The present exemplary embodiment relates to thermal systems. It finds particular application in conjunction with a thermal control of the printer fuser and will be described with a particular reference thereto. However, it is to be appreciated that the present exemplary embodiment is also amenable to other thermal control systems and like applications.
In a typical xerographic marking engine, such as a copier or printer, a photoconductive insulating member is charged to a uniform potential and thereafter exposed to a light image of an original document to be reproduced. The exposure discharges the photoconductive insulating surface in exposed or background areas and creates an electrostatic latent image on the member, which corresponds to the image areas contained within the document. Subsequently, the electrostatic latent image on the photoconductive insulating surface is made visible by developing the image with a developing material. Generally, the developing material comprises toner particles adhering triboelectrically to carrier granules. The developed image is subsequently transferred to a print medium, such as a sheet of paper. The fusing of the toner onto the paper is generally accomplished by applying heat to the toner with a heated roller and application of pressure to fuse and permanently affix the powder image to the copy sheet.
In order to fuse and fix the powder toner particles onto a copy sheet or support member permanently as above, it is necessary for the thermal fusing apparatus to elevate the temperature of the toner images to a point at which constituents of the toner particles coalesce and become tacky.
Typically, when started up, each reproduction machine goes through a warm up phase during which the heated member of the fusing apparatus gradually warms up to where the fusing channel or fusing nip reaches and can be maintained at the high fusing temperature. After that, the machine can be activated to run a job reproducing images through a run or operating cycle. After one of such jobs, the machine may be idle or go into an idle or a standby mode, while waiting for the next reproduction job.

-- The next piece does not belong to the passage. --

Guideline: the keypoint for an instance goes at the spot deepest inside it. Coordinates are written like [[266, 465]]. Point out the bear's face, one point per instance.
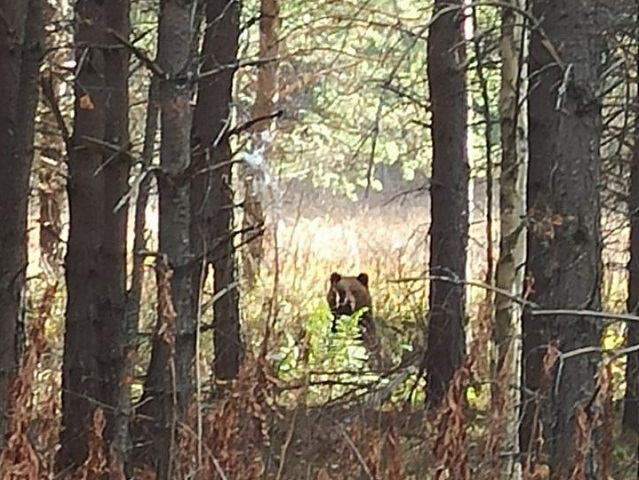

The fuser roll is a large thermal mass whose temperature must be controlled to tight tolerances for a good quality print job. When the print media enters the system, the fuser roll surface temperature begins to drop. Typically, the current PID temperature controller runs a standard temperature control algorithm which lacks speed and gain to bring the fuser roll surface temperature back to steady state in a short period of time. As a result, during the beginning of a large print job, the fuser roll surface temperature substantially drops. Once the temperature of a fusing apparatus starts to drop or fall, the fuser roll acquires a thermal inertia which makes reversal or recovery difficult. As the standard temperature control algorithm brings temperature back up to the fusing temperature, it causes an overshoot by the end of the job. The problem might cause some print imperfection.